NORAD Releases Tapes From 9/11. Listen Here...
Vanity Fair August 2, 2006 at 05:21 PM
READ MORE: 9/11
Tucked in a piney notch in the gentle folds of the Adirondacks' southern skirts--just up from a derelict Mohawk, Adirondack & Northern rail spur--is a 22-year-old aluminum bunker tricked out with antennae tilted skyward. It could pass for the Jetsons' garage or, in the estimation of one of the higher-ranking U.S. Air Force officers stationed there, a big, sideways, half-buried beer keg.

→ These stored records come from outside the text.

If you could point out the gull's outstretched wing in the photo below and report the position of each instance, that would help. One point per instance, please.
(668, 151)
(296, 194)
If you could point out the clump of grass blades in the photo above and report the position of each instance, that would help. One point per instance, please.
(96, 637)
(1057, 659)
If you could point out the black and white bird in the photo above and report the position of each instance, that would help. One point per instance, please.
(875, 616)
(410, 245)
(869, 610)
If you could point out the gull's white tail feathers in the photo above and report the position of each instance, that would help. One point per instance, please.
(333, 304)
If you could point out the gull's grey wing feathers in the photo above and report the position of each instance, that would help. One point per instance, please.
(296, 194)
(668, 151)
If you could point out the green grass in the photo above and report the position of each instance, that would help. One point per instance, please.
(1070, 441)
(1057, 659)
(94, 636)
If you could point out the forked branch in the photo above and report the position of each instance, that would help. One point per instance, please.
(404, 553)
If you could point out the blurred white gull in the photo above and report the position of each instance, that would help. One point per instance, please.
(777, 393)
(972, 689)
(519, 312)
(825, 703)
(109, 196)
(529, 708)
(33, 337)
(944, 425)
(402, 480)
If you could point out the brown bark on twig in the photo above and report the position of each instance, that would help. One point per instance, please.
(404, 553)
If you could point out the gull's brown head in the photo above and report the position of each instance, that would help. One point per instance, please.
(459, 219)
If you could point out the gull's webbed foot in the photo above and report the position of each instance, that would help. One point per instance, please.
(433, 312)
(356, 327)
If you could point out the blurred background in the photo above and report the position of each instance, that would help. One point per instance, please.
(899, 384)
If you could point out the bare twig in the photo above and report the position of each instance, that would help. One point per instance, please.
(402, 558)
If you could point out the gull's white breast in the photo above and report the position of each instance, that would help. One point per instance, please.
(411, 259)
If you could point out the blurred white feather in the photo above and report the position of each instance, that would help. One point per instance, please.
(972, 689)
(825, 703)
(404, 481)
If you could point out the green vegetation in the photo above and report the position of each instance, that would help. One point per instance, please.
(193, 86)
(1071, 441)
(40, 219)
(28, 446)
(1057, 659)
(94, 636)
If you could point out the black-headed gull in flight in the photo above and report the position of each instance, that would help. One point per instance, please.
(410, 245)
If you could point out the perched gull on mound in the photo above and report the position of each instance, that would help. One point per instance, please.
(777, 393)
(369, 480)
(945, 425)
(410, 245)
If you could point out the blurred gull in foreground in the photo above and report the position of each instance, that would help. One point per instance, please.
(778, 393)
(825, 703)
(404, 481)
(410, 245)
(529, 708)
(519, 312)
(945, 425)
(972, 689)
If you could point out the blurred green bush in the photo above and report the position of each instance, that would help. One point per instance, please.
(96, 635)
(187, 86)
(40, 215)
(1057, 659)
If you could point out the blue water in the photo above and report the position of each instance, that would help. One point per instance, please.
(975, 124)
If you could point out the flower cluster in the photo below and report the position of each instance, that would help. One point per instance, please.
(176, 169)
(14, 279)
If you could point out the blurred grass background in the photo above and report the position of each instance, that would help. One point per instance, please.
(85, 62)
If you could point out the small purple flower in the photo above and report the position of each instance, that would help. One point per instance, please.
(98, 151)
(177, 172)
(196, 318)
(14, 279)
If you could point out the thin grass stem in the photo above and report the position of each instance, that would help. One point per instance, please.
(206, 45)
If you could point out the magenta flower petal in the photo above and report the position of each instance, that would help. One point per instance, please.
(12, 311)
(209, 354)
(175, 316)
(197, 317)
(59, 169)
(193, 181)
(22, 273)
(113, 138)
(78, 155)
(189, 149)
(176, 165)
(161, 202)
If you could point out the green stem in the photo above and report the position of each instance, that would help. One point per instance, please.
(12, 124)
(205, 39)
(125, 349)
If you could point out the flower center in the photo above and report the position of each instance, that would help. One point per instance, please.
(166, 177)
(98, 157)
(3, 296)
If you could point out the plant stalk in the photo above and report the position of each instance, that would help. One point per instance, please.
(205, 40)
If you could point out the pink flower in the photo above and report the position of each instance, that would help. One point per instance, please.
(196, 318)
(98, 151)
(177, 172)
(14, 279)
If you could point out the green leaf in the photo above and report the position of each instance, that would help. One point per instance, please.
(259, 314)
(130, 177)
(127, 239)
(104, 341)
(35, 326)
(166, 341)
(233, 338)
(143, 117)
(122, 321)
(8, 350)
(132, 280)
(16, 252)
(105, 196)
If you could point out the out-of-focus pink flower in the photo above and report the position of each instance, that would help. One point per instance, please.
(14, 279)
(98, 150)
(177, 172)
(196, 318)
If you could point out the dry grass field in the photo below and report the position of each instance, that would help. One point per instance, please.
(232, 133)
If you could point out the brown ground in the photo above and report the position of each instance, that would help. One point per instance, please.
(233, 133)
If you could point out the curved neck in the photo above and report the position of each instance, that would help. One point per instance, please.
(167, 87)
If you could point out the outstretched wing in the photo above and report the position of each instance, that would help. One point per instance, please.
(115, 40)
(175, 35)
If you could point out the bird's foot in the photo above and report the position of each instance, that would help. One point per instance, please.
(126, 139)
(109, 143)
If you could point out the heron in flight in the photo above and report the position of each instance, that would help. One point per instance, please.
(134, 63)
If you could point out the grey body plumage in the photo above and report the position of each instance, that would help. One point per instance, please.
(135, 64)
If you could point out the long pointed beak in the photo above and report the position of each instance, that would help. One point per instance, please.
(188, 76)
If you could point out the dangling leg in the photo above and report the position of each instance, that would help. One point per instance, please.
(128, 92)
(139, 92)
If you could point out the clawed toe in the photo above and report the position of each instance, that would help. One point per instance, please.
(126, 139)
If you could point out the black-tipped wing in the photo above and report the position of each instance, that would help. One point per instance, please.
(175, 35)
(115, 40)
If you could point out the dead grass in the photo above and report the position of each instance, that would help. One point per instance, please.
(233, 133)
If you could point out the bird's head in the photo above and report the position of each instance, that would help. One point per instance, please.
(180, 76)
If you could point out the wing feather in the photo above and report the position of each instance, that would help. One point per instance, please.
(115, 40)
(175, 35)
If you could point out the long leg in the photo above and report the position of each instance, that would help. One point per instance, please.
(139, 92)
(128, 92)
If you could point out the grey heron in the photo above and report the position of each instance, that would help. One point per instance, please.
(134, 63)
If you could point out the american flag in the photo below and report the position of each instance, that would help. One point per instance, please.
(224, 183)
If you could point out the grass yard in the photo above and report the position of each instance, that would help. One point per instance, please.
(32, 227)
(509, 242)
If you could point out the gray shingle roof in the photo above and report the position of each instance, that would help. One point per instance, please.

As Major Kevin Nasypany, the facility's mission-crew commander, drove up the hill to work on the morning of 9/11, he was dressed in his flight suit and prepared for battle. Not a real one. The Northeast Air Defense Sector (NEADS), where Nasypany had been stationed since 1994, is the regional headquarters for the North American Aerospace Defense Command (NORAD), the Cold War-era military organization charged with protecting North American airspace. As he poured his first coffee on that sunny September morning, the odds that he would have to defend against Russian "Bear Bombers," one of NORAD's traditional simulated missions, were slim. Rather, Nasypany (pronounced Nah-sip-a-nee), an amiable commander with a thick mini-mustache and a hockey player's build, was headed in early to get ready for the NORAD-wide training exercise he'd helped design. The battle commander, Colonel Bob Marr, had promised to bring in fritters.